The only excuse I see for bitcoin etc is that organizations like the Federal Reserve are equally if not more irresponsible, when it comes to printing money out of thin air.
https://fred.stlouisfed.org/series/BASE/
So maybe bitcoin is no worse than the Fed – well, that’s not saying much (and one should never bet against the Fed).
Regards, Allan
I also see bitcoin is one auto deflationary coin as its own existence requires energy consumption.
Bit-volivares would i call them
Bitcoin? I can see the emperor’s nether cheeks.
My father used to jeer at me for time spent on my then-hobby to experiment with algorithms that used bit-shuffling, Golay code, modulo arithmetic and the products of primes… in an empirical effort to ‘crack’ the factoring problem. My approach was unenlightened… but so was his criticism.
Imagine his surprise when I tell him that a significant amount of energy is now being devoted to the computational equivalent of sorting through a garbage landfill looking for small green round objects, to no useful mathematical end. He’ll be stupefied.
Was checking out Bitcoin and was surprised to find there are over 1000 crytocurrencies out there, according to several sources. Learn something new everyday……
Gigawatts are a unit of power, not energy. You would think that even reporters would have taken a little science in high school or college, but it appears that it did not stick.
“With renewables, the environmental and efficiency concerns around bitcoin energy usage would be negated.”
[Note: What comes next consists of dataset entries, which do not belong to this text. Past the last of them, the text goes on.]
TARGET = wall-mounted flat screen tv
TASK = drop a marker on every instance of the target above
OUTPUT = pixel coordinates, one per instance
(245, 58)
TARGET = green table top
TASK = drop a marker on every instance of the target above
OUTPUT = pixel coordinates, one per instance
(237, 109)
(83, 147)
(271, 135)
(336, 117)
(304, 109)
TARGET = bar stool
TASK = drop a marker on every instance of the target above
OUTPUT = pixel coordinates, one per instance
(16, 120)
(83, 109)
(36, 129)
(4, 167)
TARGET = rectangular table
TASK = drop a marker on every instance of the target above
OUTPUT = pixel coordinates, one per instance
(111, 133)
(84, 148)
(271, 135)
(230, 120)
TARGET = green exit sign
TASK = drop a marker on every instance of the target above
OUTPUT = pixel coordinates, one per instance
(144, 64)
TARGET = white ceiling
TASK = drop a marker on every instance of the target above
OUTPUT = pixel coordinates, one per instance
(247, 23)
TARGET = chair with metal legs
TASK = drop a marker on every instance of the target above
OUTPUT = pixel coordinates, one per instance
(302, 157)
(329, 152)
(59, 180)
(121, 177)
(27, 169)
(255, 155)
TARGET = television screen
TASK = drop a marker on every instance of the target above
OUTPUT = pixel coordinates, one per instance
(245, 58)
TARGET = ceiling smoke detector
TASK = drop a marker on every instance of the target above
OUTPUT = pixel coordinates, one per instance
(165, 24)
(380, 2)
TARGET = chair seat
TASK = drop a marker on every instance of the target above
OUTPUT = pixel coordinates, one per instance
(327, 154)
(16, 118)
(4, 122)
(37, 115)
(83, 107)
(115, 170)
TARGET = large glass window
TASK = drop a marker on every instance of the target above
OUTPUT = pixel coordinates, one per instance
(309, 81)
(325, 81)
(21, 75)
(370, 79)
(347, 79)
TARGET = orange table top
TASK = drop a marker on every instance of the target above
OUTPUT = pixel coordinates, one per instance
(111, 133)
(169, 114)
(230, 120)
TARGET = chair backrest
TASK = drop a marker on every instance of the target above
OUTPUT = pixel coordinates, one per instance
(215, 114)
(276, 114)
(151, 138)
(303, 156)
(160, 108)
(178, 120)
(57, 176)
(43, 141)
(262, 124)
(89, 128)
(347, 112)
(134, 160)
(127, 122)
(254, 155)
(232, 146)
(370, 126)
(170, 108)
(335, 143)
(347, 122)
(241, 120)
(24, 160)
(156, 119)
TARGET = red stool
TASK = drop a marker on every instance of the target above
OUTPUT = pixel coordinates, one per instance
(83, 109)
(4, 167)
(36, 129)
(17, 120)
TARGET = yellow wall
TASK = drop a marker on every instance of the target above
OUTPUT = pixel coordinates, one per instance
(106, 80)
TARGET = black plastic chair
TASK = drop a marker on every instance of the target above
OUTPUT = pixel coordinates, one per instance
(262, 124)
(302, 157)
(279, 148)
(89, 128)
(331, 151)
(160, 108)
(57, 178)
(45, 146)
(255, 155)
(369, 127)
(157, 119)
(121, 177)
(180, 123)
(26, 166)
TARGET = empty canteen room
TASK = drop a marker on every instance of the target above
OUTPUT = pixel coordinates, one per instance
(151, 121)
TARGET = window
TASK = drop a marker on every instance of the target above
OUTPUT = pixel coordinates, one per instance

That’s some serious dumbassery right there. Renewable = very limited and very expensive, not unlimited and free.
It seems that the author doesn’t quite get economics. If there are limited resources, regardless of whether or not they are green, an energy hog such as bitcoin will be a problem. The utopia is born with unlimited resources — a la Star Trek. And of course in Star Trek they didn’t have money — what an antiquated concept!
As for bitcoin itself, just because there is no government doesn’t mean that there is no regulation. There is nothing that ties bitcoin to any real world resource, and thus there is nothing to distinguish it from any other coin out there. The bit coin algorithms are all open source, and “PizzaCoin” and “CareBearCoin” have just as much validity. In a closed system such as a college campus each may work. Bitcoin is literally the king on the block simply because it was first on the block. When it gets tied to a government or to a campus, it will be regulated as being a currency or special privilege token or whatever.
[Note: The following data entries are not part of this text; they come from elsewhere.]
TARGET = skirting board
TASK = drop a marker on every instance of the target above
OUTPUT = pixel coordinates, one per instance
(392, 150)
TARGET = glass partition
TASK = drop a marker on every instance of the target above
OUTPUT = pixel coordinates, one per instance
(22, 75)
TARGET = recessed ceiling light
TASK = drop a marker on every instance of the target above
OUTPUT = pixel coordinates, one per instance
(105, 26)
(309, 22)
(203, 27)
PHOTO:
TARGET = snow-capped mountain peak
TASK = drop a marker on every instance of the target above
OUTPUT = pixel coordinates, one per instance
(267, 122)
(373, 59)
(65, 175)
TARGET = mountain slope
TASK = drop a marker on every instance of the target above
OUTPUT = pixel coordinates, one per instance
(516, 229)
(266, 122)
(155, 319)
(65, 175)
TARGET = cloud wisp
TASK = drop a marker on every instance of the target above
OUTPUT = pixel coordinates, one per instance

The amount of bitcoin available is an arbitrary number — it will reach a theoretical max for the simple fact that the rewards for having people verify network transactions (mining) will reach a max.. also an arbitrary decision.
Bitcoin removes the central.. cop.. by distributing the transaction verification workload to its miners, who get rewarded in bitcoin. So right now, the network pays its maintainers. That will only last until the last bitcoin is “mined”. Then real payments by real companies to real people are going to be needed.. Or somehow everyone will need to agree on the next generation algorithm.
Meanwhile, bitcoin transactions are *not* anonymous.. Or more specifically, its operations happen on the “account” level. So if someone has your account information, they can track your transactions. But at least the accounts are not tied directly to you — you can hand your ‘wallet’ off to anyone and they’ll take over the account. So sure, there is nothing on the network that directly ties you to the transaction. However just like an ISP can determine which person sent which anonymous email by who’s router had the IP at that moment, a party can track you down if they know that you used a specific account to make a transaction happen. And unlike a bag of dollar bills that can change hands in an alley, your transfer of bitcoins from one personal account to another is recorded by the entire network for anyone to track if they want to.
My 2c. And why I don’t own any bitcoin.